In a surprising twist, Jerry shows up to bail Larry out of jail, telling him, “You’re a free man.” It turns out Jerry recognized the Joe Pesci guy from the Mexican restaurant earlier in the episode on the jury and reported him for violating the sequester order. After seeing the footage, the judge declared a mistrial, and Larry is free to go. “How about that, sport fans?” Jerry exclaims. (This might be a subtle reference to the fact that footage from Curb helped get an innocent man out of jail.) “You don’t wanna end up like this,” says Jerry. “Nobody wants to see it. Trust me.” Cue Larry’s eureka moment: “Oh my God, this is how we should’ve ended the finale,” he says. “How did we not think of that?” asks Jerry. They both shrug that signature disgruntled shrug and walk off in tandem.
So, did Larry learn his lesson? For this recapper, the jury is still out. In its defense, the episode is a loving nod to the Seinfeld finale, with a clever twist ending that reminds us that Larry has finally learned something. But jurors are not to be swayed by sympathy, and the sentimental goo of this episode left me feeling not unlike Jeff when Richard talks about his sex life: a little bit nauseated. There are so many references made with such a heavy hand, edited together with a ping-pong pace, that I couldn’t help but feel like Larry is better than this.

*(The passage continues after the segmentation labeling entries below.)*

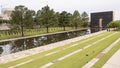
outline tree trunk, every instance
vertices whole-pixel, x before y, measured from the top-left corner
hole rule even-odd
[[[63,26],[63,30],[65,31],[65,26]]]
[[[47,33],[49,33],[49,28],[48,28],[48,26],[46,27],[46,29],[47,29]]]
[[[23,24],[21,25],[21,32],[22,32],[22,37],[24,37],[24,27],[23,27]]]
[[[75,29],[77,29],[77,25],[75,25]]]

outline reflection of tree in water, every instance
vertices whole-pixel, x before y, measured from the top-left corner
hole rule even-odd
[[[34,46],[34,38],[28,38],[25,40],[25,43],[26,43],[26,49],[30,49],[30,48],[33,48],[33,47],[36,47]]]
[[[3,52],[3,49],[2,49],[2,47],[0,47],[0,54],[2,54],[2,52]]]
[[[18,52],[24,50],[24,39],[12,41],[12,52]]]

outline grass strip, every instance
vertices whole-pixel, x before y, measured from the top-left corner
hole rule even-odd
[[[117,40],[120,36],[120,33],[111,36],[94,46],[91,46],[67,59],[64,59],[61,62],[58,62],[49,68],[82,68],[83,65],[88,63],[91,59],[93,59],[96,55],[98,55],[101,51],[107,48],[110,44],[112,44],[115,40]]]

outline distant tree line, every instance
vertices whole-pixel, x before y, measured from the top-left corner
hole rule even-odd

Anyone who has seen the Seinfeld finale or even heard about it at the watercooler would recognize the structure of this episode was lifted beat by beat. Clever subversions be damned, it all felt a little predictable. I can’t help but feel that the insistence on rewriting the finale, and his series-ending reputation, landed him even further in the finale pits.
Still, when the episode finishes with the gang back on the plane, it’s a reminder of just how great this show has remained through the seasons. When Susie opens the plane window, they all bicker about the glare, and Susie says, “Go back to fuckin’ jail, Larry.” The real prison is Larry’s mind-set, and he’s more than happy to keep it that way. This show never lets itself get too sentimental, maintaining the gloriously bitter tang of black coffee. As predictable as this ending may have been, Larry David is as predictably satisfying as a cold glass of water on a hot day. We’ve lived with him as our misanthropic prophet for so long that it’s hard to imagine a post-Curb world. Let’s just hope it respects wood.

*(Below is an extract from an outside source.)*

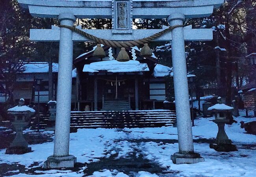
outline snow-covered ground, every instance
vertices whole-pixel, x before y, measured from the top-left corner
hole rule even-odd
[[[240,127],[240,122],[255,120],[256,118],[240,116],[235,118],[237,123],[226,125],[228,136],[238,149],[237,151],[230,153],[219,152],[210,148],[209,141],[216,137],[217,132],[217,125],[210,121],[213,119],[213,118],[196,119],[196,126],[193,127],[193,138],[196,142],[194,144],[195,151],[205,158],[204,162],[191,164],[173,163],[170,156],[178,150],[178,136],[176,128],[170,127],[79,129],[77,133],[70,135],[70,154],[77,158],[78,162],[88,164],[98,162],[102,158],[113,156],[113,160],[120,158],[129,159],[133,154],[137,158],[142,156],[145,160],[149,160],[165,169],[165,173],[161,174],[151,174],[147,171],[132,173],[136,177],[255,176],[256,136],[245,133],[244,130]],[[28,130],[27,133],[33,133],[33,132]],[[52,135],[53,132],[44,133]],[[5,149],[0,150],[0,165],[1,164],[23,165],[26,169],[25,172],[19,170],[10,171],[9,173],[2,174],[3,176],[15,174],[12,176],[86,176],[83,172],[87,168],[85,165],[79,171],[75,171],[70,169],[38,170],[39,167],[43,166],[43,161],[47,157],[52,155],[54,143],[30,146],[33,151],[21,155],[6,155]],[[39,162],[38,165],[35,165],[37,164],[35,162]],[[26,173],[33,168],[37,170],[33,174]],[[127,175],[129,174],[108,169],[95,171],[93,176],[122,177],[127,177]]]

• On Seinfeld: “I watched a few, uh, Seinfeld episodes on the plane, and shit. You never told me it was a show about weekly ass. Jerry just constantly got ass every week. You know what I thought it was from the beginning? I said, ‘This ain’t a fucking, uh, TV show. This is more of a fuck documentary.’”

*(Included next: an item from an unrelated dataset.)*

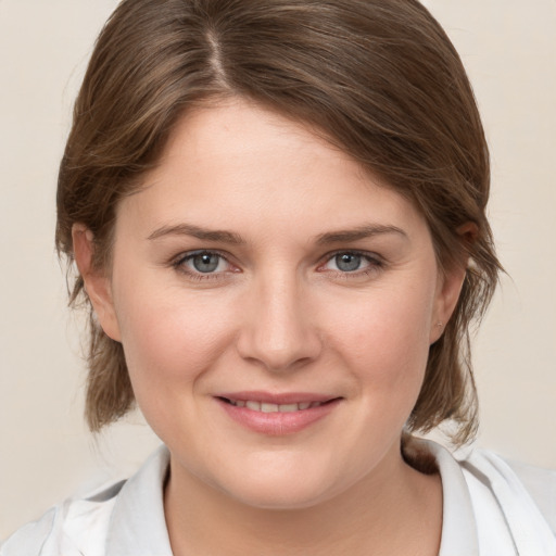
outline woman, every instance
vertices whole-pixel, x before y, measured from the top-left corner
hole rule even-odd
[[[124,1],[56,241],[91,311],[90,428],[137,401],[165,446],[2,554],[553,554],[504,462],[410,435],[476,429],[488,193],[470,86],[417,2]]]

• On the Seinfeld “fuck tapes”: “Where the fuck are the tapes at? Larry won’t give that shit up. Every week, you getting new ass, right? Every fucking show, you meet some new chick. And I know you fucking. What a fucking waste, man.”
• On having sex with a woman on crutches: “Have you ever tapped some ass on crutches? You ever crutch fuck? That’s like fucking an animal ’cause the crutches are an extra set of legs. Break that ass off, huh?”
• On Auntie Rae: “That’s my auntie right there. She carries candy in her bra. If we’re all lucky, we’re gonna get some of that titty-taffy.”
• On Kramer: “Man, this goddamned Kramer, man, he’s too much, man. Walk into your fucking house unannounced and shit. You might as well take off the fucking door and put a fucking saloon door on that bitch. You know what I’m saying? This motherfucker just walking in when he wants to.”